次に、前の手順でダウンロードしたテンプレート(yamlファイル)をそのまま使用するとエラーになる可能性があるため、テキストエディタで何箇所か修正します。

修正が必要な箇所は ALB の設定や環境にもよると思いますが、筆者が試した際には以下のような点でエラーになりました。参考までに記載しておきます。

  • SubnetsSubnetMappings のセクションが両方設定されているとエラーになるため、どちらかを削除します。
  • access_logs.s3.bucket の項目は空白だとエラーになるため、実際に存在するバケット名を記述します。
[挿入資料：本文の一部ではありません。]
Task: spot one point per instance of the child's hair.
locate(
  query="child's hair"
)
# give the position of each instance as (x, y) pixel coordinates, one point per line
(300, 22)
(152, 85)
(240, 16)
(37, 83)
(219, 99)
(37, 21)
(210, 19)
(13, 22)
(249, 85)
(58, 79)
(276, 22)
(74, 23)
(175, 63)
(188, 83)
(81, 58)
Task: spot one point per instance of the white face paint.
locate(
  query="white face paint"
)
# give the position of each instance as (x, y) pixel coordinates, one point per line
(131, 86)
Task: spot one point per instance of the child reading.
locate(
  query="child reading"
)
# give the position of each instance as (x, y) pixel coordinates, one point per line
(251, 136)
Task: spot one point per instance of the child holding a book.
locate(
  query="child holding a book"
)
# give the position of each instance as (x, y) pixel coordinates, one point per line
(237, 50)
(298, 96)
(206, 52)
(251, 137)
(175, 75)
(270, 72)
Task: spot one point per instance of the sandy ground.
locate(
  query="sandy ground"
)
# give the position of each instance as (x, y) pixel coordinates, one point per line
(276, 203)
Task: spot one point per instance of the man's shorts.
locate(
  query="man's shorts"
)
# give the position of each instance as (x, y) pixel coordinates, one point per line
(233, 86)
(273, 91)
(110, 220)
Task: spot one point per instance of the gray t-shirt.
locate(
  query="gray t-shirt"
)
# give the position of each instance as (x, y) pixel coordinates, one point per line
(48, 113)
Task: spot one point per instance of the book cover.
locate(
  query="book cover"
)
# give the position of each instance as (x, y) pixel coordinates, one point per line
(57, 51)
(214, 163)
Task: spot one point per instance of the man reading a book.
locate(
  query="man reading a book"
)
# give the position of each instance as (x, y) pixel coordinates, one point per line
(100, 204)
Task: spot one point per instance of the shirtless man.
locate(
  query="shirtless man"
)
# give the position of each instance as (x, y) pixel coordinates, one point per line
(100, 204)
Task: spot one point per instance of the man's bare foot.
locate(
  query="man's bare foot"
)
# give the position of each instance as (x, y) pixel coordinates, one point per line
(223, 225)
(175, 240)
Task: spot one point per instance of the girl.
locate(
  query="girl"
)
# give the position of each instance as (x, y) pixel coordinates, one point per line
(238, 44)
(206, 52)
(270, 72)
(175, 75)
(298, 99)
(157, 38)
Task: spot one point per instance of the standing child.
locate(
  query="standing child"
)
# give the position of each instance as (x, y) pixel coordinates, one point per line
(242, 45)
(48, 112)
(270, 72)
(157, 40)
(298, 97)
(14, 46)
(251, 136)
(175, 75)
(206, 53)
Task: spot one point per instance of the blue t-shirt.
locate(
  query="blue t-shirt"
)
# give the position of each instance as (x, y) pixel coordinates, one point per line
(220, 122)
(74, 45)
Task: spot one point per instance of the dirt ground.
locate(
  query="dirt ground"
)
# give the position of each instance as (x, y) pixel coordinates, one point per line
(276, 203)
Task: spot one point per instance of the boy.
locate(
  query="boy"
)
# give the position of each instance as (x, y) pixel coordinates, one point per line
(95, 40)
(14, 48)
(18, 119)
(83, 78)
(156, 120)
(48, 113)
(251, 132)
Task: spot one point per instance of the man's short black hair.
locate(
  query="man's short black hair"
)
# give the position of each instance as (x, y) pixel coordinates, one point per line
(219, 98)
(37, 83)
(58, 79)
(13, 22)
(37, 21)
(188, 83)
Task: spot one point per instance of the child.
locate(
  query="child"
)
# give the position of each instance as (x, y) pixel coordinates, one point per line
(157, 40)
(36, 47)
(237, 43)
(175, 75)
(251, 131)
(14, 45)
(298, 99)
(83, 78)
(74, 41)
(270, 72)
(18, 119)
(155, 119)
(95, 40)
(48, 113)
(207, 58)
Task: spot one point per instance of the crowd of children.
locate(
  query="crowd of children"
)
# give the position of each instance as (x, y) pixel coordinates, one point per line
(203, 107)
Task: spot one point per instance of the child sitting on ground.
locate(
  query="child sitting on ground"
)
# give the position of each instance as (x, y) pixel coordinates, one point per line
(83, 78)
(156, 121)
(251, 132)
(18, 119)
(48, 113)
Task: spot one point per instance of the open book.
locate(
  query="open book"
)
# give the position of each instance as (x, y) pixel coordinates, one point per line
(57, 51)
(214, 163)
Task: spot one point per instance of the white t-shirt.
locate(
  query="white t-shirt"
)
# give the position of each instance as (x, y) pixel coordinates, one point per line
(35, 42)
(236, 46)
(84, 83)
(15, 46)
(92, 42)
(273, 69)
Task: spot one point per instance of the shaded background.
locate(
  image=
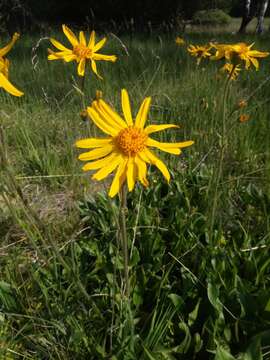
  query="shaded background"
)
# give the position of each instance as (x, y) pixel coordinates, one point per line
(117, 14)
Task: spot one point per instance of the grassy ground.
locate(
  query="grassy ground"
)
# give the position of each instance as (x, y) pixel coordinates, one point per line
(231, 28)
(199, 264)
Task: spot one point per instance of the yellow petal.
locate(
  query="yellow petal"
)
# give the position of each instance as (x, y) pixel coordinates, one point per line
(109, 168)
(142, 170)
(82, 38)
(104, 126)
(142, 113)
(94, 68)
(91, 43)
(173, 148)
(106, 117)
(53, 57)
(110, 112)
(69, 57)
(96, 153)
(58, 45)
(157, 144)
(119, 178)
(154, 128)
(99, 163)
(255, 53)
(81, 67)
(131, 173)
(8, 47)
(99, 45)
(92, 143)
(6, 85)
(70, 35)
(111, 58)
(255, 63)
(149, 157)
(126, 107)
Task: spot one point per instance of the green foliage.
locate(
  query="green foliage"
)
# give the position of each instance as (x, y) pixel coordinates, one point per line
(196, 292)
(212, 17)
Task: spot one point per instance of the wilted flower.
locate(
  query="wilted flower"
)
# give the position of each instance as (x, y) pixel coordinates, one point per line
(81, 51)
(126, 147)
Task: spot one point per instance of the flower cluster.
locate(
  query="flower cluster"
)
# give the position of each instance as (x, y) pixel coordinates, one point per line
(235, 56)
(81, 51)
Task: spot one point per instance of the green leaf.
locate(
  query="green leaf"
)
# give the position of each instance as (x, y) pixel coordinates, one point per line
(254, 350)
(213, 296)
(177, 300)
(193, 315)
(223, 354)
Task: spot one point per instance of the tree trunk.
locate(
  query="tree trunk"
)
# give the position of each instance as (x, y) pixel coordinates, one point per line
(261, 14)
(248, 15)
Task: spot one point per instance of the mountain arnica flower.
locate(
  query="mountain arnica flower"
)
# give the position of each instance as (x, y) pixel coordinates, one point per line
(199, 51)
(125, 150)
(180, 41)
(239, 53)
(231, 70)
(4, 68)
(81, 52)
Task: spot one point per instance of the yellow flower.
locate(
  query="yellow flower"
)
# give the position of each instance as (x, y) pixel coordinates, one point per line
(232, 70)
(126, 147)
(179, 41)
(199, 51)
(244, 117)
(242, 103)
(4, 68)
(81, 51)
(236, 53)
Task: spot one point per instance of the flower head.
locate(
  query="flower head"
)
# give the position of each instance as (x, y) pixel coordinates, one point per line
(81, 51)
(199, 51)
(126, 147)
(231, 70)
(4, 68)
(244, 117)
(179, 41)
(238, 53)
(242, 103)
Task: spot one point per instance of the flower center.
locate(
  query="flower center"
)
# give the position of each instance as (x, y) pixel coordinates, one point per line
(82, 51)
(131, 140)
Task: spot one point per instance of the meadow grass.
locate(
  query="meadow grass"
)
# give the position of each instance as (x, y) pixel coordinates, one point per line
(199, 279)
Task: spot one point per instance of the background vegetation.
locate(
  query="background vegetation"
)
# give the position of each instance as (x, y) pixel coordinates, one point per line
(199, 284)
(117, 15)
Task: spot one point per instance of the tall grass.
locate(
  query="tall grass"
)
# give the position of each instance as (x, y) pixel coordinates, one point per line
(199, 284)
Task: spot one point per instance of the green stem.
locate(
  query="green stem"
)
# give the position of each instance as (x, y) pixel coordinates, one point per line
(123, 235)
(82, 85)
(222, 151)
さらに対象バケットには適切なアクセス許可を設定しておきます(参考[1]
  • 関連付けるサブネットやセキュリティグループ等のリソースが変更になる場合は、各リソースIDも修正しておきます。

テンプレートを修正したら、ALB の復元を行なっていきます。
CloudFormation のコンソールで「スタックの作成 > 新しいリソースを使用(標準)」をクリックします。

「既存のテンプレートを選択」で先ほど作成したテンプレート(yamlファイル)をアップロードし、次へ進みます。

スタック名を任意で入力して、次へ進みます。

もしテンプレートに不備があった場合はリソース作成を中断したいので「すべてのスタックリソースをロールバックする」を選択して次へ進みます。
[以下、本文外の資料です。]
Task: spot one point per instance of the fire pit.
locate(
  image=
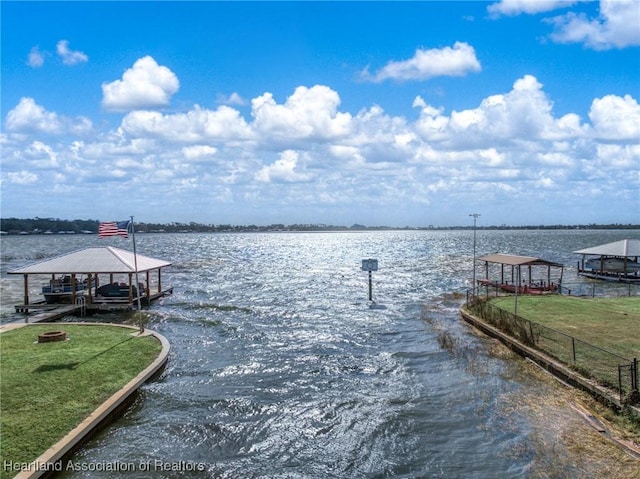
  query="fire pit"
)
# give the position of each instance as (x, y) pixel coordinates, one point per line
(51, 336)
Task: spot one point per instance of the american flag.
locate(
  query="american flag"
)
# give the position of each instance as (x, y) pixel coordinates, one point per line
(113, 228)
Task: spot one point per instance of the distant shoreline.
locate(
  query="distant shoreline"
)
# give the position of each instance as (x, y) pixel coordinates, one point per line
(50, 226)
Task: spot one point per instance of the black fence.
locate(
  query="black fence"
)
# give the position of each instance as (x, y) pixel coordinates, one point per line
(606, 368)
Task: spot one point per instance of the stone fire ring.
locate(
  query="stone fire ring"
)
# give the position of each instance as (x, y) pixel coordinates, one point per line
(52, 336)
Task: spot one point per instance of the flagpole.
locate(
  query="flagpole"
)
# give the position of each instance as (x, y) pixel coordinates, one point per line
(135, 262)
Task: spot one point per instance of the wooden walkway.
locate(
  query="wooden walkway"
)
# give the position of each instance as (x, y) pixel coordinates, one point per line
(52, 312)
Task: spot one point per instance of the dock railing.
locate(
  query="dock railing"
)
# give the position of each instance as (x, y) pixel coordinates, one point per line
(606, 368)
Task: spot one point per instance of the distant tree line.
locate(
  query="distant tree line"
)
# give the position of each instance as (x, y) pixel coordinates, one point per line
(60, 226)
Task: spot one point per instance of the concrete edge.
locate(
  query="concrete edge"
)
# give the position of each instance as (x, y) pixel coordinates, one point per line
(43, 465)
(556, 368)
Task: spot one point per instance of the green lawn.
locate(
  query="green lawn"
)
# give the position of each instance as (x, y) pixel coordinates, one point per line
(609, 323)
(47, 389)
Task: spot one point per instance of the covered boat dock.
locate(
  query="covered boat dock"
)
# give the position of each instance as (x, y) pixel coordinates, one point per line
(75, 278)
(617, 261)
(540, 276)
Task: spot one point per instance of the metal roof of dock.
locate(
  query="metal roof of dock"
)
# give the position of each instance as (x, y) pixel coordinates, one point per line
(103, 259)
(622, 248)
(515, 260)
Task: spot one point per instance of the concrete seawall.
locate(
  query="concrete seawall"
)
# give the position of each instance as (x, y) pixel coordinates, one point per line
(49, 461)
(555, 367)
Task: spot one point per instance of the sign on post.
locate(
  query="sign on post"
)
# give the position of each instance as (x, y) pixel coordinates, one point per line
(369, 264)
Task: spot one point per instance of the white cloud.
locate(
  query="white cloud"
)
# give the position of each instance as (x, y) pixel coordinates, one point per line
(35, 58)
(145, 85)
(233, 99)
(23, 177)
(194, 126)
(70, 57)
(27, 116)
(618, 26)
(308, 113)
(616, 118)
(283, 170)
(457, 61)
(523, 114)
(516, 7)
(198, 151)
(307, 153)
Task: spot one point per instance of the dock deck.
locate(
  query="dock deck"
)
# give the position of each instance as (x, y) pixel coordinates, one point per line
(52, 312)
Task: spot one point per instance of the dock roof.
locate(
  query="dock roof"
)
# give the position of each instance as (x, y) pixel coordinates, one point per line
(514, 260)
(102, 259)
(623, 248)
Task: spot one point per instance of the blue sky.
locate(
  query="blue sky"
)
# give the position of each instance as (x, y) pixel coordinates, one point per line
(378, 113)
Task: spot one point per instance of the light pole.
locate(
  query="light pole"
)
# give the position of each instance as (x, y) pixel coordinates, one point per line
(475, 217)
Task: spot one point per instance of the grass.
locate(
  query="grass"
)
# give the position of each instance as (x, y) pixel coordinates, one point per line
(47, 389)
(612, 324)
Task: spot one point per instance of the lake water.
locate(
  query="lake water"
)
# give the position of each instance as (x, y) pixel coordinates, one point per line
(280, 368)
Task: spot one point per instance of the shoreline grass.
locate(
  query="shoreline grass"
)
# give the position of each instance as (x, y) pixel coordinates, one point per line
(612, 324)
(47, 389)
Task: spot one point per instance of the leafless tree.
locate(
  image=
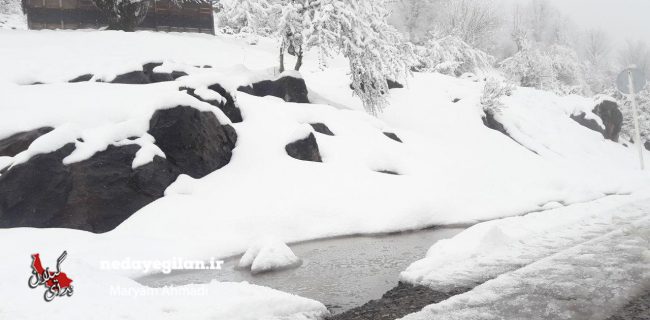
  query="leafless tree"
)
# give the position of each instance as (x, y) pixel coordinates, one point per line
(636, 53)
(474, 21)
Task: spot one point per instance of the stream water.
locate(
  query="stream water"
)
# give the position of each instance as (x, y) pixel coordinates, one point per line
(342, 272)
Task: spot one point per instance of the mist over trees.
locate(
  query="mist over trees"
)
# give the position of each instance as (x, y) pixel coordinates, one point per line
(356, 29)
(528, 43)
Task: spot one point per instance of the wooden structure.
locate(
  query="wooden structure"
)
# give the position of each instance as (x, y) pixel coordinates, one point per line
(163, 15)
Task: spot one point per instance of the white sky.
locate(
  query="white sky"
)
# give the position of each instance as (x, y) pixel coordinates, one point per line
(623, 19)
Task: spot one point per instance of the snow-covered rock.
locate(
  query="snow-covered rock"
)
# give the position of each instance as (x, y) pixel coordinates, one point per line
(453, 170)
(289, 86)
(268, 255)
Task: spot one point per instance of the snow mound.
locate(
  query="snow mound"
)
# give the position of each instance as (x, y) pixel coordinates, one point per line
(269, 255)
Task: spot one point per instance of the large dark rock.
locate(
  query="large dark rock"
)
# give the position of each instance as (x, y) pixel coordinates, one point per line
(19, 142)
(588, 123)
(82, 78)
(155, 77)
(94, 195)
(133, 77)
(100, 193)
(491, 122)
(392, 84)
(228, 107)
(612, 118)
(288, 88)
(194, 141)
(398, 302)
(322, 128)
(393, 136)
(305, 149)
(35, 193)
入力した内容を確認し、問題なければ「送信」ボタンをクリックします。

リソースの作成が開始されるので、しばらく待ちます。

もしテンプレートの内容にエラーがあれば ROLLBACK_IN_PROGRESS と表示され、作成が中断されます。
この場合は「根本原因を検出」をクリックし、画面に表示されているエラーメッセージやドキュメント[2] を参考にして、テンプレートの不備箇所を修正します。
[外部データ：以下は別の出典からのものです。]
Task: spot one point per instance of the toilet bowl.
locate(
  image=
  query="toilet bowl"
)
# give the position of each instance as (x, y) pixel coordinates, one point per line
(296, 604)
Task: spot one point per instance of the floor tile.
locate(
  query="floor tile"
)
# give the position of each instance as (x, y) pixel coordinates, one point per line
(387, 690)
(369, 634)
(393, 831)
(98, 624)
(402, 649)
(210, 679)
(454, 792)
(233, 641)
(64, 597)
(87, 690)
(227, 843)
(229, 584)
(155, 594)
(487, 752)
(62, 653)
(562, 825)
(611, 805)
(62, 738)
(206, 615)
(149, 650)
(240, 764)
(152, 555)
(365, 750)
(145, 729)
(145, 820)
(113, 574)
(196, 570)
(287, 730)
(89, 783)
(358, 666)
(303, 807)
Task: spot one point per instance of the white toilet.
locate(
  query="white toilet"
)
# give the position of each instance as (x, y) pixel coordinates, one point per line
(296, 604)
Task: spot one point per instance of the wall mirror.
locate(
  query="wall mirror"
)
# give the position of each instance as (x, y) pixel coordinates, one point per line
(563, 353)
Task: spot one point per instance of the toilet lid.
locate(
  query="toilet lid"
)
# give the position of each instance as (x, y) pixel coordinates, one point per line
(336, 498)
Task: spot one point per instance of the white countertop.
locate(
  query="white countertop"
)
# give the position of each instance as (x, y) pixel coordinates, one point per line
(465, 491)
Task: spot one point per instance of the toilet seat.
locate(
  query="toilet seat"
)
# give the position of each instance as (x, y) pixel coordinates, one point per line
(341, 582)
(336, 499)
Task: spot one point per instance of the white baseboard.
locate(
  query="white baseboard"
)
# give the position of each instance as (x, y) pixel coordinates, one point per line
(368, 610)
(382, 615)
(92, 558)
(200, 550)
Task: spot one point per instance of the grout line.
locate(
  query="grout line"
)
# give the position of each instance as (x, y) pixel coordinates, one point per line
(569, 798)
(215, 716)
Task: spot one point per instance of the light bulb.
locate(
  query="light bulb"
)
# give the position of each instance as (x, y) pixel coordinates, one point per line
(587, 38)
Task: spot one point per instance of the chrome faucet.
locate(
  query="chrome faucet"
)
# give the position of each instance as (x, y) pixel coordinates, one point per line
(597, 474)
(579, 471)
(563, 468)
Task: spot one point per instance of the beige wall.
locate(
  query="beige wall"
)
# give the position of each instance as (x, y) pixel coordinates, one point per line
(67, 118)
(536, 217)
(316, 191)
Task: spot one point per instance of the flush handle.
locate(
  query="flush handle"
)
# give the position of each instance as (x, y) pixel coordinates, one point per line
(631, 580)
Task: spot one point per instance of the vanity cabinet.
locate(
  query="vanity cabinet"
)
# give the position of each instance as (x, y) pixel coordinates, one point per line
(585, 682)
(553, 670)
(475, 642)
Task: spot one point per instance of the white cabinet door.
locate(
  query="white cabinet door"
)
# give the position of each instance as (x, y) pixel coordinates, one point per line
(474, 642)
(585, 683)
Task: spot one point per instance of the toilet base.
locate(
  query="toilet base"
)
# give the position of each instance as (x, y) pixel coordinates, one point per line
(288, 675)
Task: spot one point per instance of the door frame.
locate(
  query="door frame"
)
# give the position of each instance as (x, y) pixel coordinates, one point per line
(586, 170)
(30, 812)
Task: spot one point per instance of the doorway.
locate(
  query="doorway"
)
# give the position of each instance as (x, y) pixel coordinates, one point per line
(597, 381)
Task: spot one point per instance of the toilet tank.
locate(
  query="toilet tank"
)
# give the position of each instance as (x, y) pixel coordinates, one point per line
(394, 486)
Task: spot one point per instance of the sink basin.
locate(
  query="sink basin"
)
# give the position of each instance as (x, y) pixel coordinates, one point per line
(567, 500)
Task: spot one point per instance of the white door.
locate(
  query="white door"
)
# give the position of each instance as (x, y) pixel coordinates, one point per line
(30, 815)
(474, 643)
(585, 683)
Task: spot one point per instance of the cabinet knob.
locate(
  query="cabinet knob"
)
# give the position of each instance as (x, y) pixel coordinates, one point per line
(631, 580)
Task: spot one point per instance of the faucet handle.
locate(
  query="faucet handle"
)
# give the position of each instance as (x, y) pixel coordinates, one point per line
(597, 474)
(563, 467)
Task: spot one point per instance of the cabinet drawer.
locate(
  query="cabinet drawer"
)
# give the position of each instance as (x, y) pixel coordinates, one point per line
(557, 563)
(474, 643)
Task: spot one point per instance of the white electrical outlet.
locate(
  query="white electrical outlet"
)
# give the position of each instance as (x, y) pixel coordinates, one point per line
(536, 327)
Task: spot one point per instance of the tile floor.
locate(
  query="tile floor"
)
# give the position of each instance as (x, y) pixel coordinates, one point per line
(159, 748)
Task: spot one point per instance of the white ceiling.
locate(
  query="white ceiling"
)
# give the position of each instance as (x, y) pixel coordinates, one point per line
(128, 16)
テンプレートを修正したら、作成に失敗したスタックを削除し、再度スタックの作成をやり直します。

テンプレートに不備がなければ CREATE_COMPLETE と表示され、スタックの作成が完了します。

これで検証用の ALB + リスナー設定を復元することができました。
検証が済んで不要になったら、スタックを削除することでリソース一式が削除され、復元したい場合はまたスタックの再作成を実施するだけです。お疲れ様でした!

さいごに

いかがでしたでしょうか。
筆者が試した際には何箇所かテンプレートの修正が必要なことに手間取りましたが、一度作成しておけば次回からは簡単にリソース一式を復元できるため、検証がとても楽になりました。
今まで CloudFormation テンプレートの作成は難しいイメージがありましたが、IaC ジェネレーターでグッと作成のハードルが下がりました。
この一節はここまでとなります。